I’m trying to make some blockwork wrap around a curve to make a blocked archway, but when I assing the curve my blocking rotates 90 degrees. Can someone please take a look at the attached blend file and let me know where I’m going wrong, or another method to achieve what I’m after?
First of all I would suggest rotating the object around the Y axis 90 degrees to correct rotation. I would also set the origins of both the curve and the object to reside in the same place, and finally I would use an array modifier along with a curve modifier to eliminate scaling problems, and that’s what I did in the following file.
I rotated the object 90 degrees on the Y
Reset the object origin to the curve origin at the world origin. This helps when trying to get things close to the curve.
Deleted all but one section of the blocks and then applied and array modifier and a curve modifier to the blocks
There is a little tweaking needed, and this is just one way to do it, so play around with it a bit to see what you come up with.
Thanks for the info! I originally used an array modifier but applied it to see if there was any change in the final result. I understand that I need to rotate the block geometry 90deg around the Y axis to get the effect I’m looking for, but I’m still trying to figure out why Blender behaves this way. In my head, the way you have the blocks rotated, once you add the curve modifier you would end up with the orientation that I originally posted. It’s no big deal, I’m just curious.
After applying the curve deform modifier, I moved the location of your geometry (the bricks) to 0,0,0. You have it aligned with the curve itself, which seems intuitive but isn’t how the curve deformer works. Secondly, I rotated the bricks -90 degrees on the z axis. I think that’s what you were looking for – resulting blend attached.
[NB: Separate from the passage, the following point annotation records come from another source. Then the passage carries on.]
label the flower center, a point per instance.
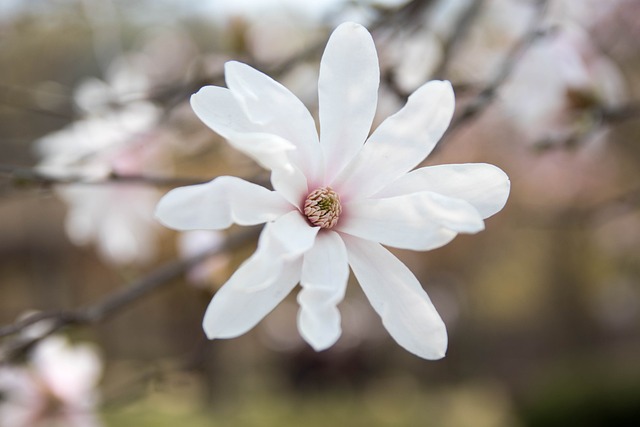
(322, 207)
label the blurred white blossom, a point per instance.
(118, 134)
(557, 80)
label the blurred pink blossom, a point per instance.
(56, 388)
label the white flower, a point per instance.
(198, 242)
(336, 201)
(117, 135)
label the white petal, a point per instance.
(235, 310)
(347, 94)
(281, 241)
(219, 203)
(325, 272)
(291, 184)
(401, 142)
(485, 186)
(219, 109)
(418, 221)
(396, 295)
(294, 233)
(279, 112)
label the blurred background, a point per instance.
(542, 308)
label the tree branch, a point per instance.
(487, 95)
(117, 301)
(23, 175)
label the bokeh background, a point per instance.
(542, 308)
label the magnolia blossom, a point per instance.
(118, 134)
(56, 388)
(336, 200)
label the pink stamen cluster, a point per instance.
(322, 207)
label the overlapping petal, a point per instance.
(277, 111)
(347, 94)
(325, 272)
(293, 233)
(401, 142)
(396, 295)
(219, 203)
(418, 221)
(235, 310)
(219, 109)
(484, 186)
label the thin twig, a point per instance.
(114, 303)
(24, 175)
(488, 94)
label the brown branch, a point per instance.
(116, 302)
(23, 175)
(461, 28)
(597, 118)
(487, 95)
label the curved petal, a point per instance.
(277, 111)
(220, 111)
(325, 271)
(347, 94)
(418, 221)
(235, 310)
(219, 203)
(292, 184)
(293, 233)
(396, 295)
(401, 142)
(484, 186)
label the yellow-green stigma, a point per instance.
(322, 207)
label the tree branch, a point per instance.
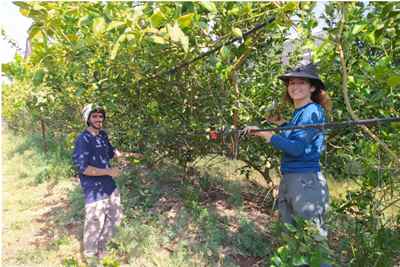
(345, 92)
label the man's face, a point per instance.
(300, 89)
(96, 120)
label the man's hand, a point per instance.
(249, 130)
(114, 172)
(120, 154)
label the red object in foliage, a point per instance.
(213, 135)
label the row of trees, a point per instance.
(119, 54)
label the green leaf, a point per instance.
(237, 32)
(371, 37)
(158, 40)
(186, 20)
(380, 72)
(299, 261)
(358, 28)
(290, 227)
(99, 25)
(38, 77)
(116, 46)
(290, 6)
(394, 81)
(115, 24)
(211, 7)
(225, 52)
(157, 19)
(178, 36)
(33, 31)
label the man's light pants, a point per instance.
(101, 219)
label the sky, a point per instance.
(15, 26)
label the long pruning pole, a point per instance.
(215, 134)
(332, 124)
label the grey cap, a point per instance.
(307, 71)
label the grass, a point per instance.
(216, 217)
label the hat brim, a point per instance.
(316, 80)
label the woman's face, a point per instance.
(300, 89)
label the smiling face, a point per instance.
(300, 90)
(96, 120)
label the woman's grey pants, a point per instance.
(305, 195)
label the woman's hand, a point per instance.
(275, 119)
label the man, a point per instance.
(92, 155)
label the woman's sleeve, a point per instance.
(111, 150)
(80, 155)
(299, 139)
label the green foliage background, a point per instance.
(116, 53)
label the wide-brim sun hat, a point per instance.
(308, 71)
(91, 108)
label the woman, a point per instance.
(303, 190)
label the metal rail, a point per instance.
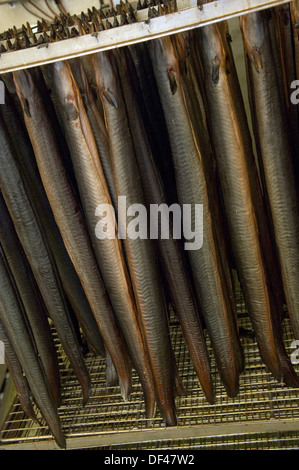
(188, 16)
(263, 406)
Do you mind elaborating a little more on how the curve deformer works? My background is Inventor/Solidworks and it looks like in some cases I need to get out of that mindset when modeling in Blender.
The rotation issue is sometimes a mystery to many, but the origin issue for both objects should occupy the same space so that possible offset doesn’t happen. The curve is calculated from its original position and the object you need to modify should be calculated from the same position to conform to the shape so that you don’t get an offset. That’s the best I have.
Solidworks and the like, are NURBS modelers using IGES and can make some pretty good geometry on the surface, but the mesh underneath is a mess. You can see this by converting meshes and bringing them into a polygonal modeler like Blender and other 3D apps, where you’ll find the creation of your meshes requires a bit more precision. IGES models usually have quite a bit of holes since individual components are subdivided based on the requirements of the shape and are rarely joined, and it one of the reasons why you can select individual parts of that model (curves, surfaces, etc.) You select individual parts in a polygonal modeler in may ways from vertex, line, poly, groups and so on, some are joined and others are not, but all of this is academic and I’m rambling now.
In short modeling in Blender will be much different and you will need to change your mindset when approaching you projects.
Here’s your file with some changes that I believe will make this somewhat more intuitive.
As mentioned above the origins needed to be correctly placed. Also the arch object itself needed to be located at Z “0” like the circle object. Beyond that you have everything correct as to applied scale and rotation.
The final piece of the puzzle is the “twist” value. Blender allows you to twist the curve itself using control “t” try selecting all the points of the curve in edit mode and trying it.